Il faut cependant aimer l'histoire pour se plonger dans ces quelque six cents pages. Point d'envolées lyriques comme on peut en trouver dans les biographies de Zweig, point de romance à tout crin. Il s'agit plutôt de mesurer à quel point les femmes ont pesé sur les décisions politiques de Louis XV. On s'intéresse ainsi aux épousailles royales, mais toujours dans la perspective des alliances qui en découlent. L'auteur se pose certes la question de l'amour dans ces mariages imposés, mais elle revient toujours au fondement de ces unions, à savoir leur utilité pour la monarchie française. Elle ne ménage pas sa peine pour offrir des descriptions précises des cérémonies, mais insiste encore davantage sur les tractations qui les ont précédées. On découvre avec plaisir, au détour de certains chapitres, que Madame de Pompadour a joué un rôle clé dans le domaine artistique, en encourageant par exemple le développement de la manufacture de Sèvres. On est moins trasnporté par les guerres, dans lesquelles les dames s'immiscent parfois pour défendre leurs amis ou parents.
Le contexte du règne, dépeint avec simplicité et précision, enthousiasmera les passionnés d'histoire. Ils peuvent apprécier les mises au point synthétiques, comme celle qui est consacrée au jansénisme. Ils découvrent la vie quotidienne sous les ors de Versailles, et la manière dont Louis XV l'a infléchie en laissant une plus grande place à la vie privée de la famille royale. Le récit par le menu de certaines campagnes polonaise ou autrichienne risque de ne séduire toutefois que les plus acharnés.
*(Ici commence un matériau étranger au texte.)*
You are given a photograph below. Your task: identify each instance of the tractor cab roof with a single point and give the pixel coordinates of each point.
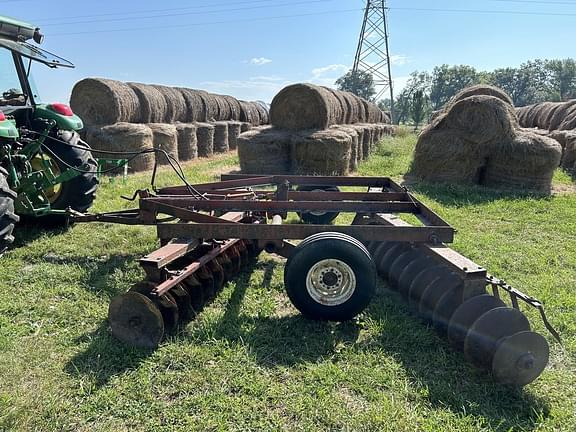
(14, 36)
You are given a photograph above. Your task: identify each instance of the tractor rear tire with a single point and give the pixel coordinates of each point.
(7, 216)
(78, 193)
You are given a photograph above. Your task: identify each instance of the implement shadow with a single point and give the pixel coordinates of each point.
(453, 195)
(448, 379)
(287, 340)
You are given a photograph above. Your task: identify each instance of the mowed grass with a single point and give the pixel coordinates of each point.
(250, 361)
Il s'agit donc là d'une lecture plaisante pour qui se pique d'avoir quelques connaissances en histoire moderne. Il est à craindre qu'elle ne rebute un lecteur cherchant une approche romanesque. La Reine et la Favorite est donc un ouvrage à rapprocher de "l'histoire du genre", qui s'efforce de valoriser la place des femmes dans la grande histoire.
La Reine et la Favorite, Simone Bertière, 2000.